Costs continue to trend up as 70% of organizations report “significant” or “very significant” fallout from the incident, but the majority of this comes from business interruption, recovery bills, lost customers and fines after the fact. The industrial sector saw the biggest increase in average cost, at $830,000, but the health care industry still reports individual incidents that are hitting the hardest of all.
“Shadow data” now tracked by cost of data breach report
The 2024 Cost of Data Breach report has several new elements, one of which is the tracking of “shadow data” involved in breach incidents. Of the 604 organizations that were surveyed and reported some kind of a breach in 2023-2024, over a third had at least some amount of shadow data involved in the attack. When it is involved it tends to add to the recovery time and up costs by about 16%.

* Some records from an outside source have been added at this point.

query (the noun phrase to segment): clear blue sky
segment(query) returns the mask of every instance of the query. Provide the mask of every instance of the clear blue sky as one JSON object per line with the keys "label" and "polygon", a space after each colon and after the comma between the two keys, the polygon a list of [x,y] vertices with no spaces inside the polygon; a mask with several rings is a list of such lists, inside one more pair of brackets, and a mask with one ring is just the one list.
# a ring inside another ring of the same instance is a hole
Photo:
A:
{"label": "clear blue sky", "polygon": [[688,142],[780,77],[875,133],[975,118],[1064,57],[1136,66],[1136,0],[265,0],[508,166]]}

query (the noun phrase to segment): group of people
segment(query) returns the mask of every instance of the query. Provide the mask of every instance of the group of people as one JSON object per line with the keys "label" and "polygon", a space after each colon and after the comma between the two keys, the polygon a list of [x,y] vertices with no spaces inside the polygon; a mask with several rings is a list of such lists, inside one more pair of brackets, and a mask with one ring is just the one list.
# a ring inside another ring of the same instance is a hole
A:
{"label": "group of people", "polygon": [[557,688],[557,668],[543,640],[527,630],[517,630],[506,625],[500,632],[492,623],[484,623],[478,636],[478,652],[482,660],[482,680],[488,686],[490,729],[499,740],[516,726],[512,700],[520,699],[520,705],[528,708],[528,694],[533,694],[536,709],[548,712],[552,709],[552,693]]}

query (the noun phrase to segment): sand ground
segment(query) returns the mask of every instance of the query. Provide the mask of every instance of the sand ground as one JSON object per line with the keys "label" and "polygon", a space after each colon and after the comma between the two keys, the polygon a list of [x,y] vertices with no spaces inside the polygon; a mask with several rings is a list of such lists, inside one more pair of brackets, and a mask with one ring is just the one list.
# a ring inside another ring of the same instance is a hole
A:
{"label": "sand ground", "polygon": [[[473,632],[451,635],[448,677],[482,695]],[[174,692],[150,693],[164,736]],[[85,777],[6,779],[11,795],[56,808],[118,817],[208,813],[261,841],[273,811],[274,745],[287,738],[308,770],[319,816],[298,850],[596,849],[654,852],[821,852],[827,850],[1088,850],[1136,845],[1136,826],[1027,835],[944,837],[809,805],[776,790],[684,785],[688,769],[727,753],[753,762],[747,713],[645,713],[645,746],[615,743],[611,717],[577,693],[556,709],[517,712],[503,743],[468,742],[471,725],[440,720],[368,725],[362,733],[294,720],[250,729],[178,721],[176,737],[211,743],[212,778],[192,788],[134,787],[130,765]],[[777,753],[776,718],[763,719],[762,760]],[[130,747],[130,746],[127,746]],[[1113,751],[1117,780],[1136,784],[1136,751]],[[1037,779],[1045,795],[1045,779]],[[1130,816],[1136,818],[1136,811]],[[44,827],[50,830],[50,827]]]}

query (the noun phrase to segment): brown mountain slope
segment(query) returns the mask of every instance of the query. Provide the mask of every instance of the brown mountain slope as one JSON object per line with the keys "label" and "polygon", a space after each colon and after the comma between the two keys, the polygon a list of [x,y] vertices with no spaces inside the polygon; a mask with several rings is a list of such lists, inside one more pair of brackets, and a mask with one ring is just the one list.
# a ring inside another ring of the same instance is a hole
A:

What is “shadow data” exactly? It’s all of the data that an organization’s IT team needs to protect, but has lost visibility of. This is often because employees have moved it somewhere it shouldn’t be, but sometimes authorized moves to cloud sources inadvertently break the security team’s line of sight to it. Continuing challenges in reaching full staffing are contributing to the issue, as the Cost of Data Breach report finds that the cybersecurity “skills gap” has expanded by 26% in just a year and that understaffing adds an average of $1.6 million to breach costs.
Though the 10% jump in data breach costs is the largest since the spike created by the Covid-19 pandemic, the number might actually be higher than the study is able to fully measure. Most of the surveyed organizations said that they are passing on breach costs to consumers in an environment already pressed by inflation pressures, creating the risk of them reducing spend or turning away entirely in response.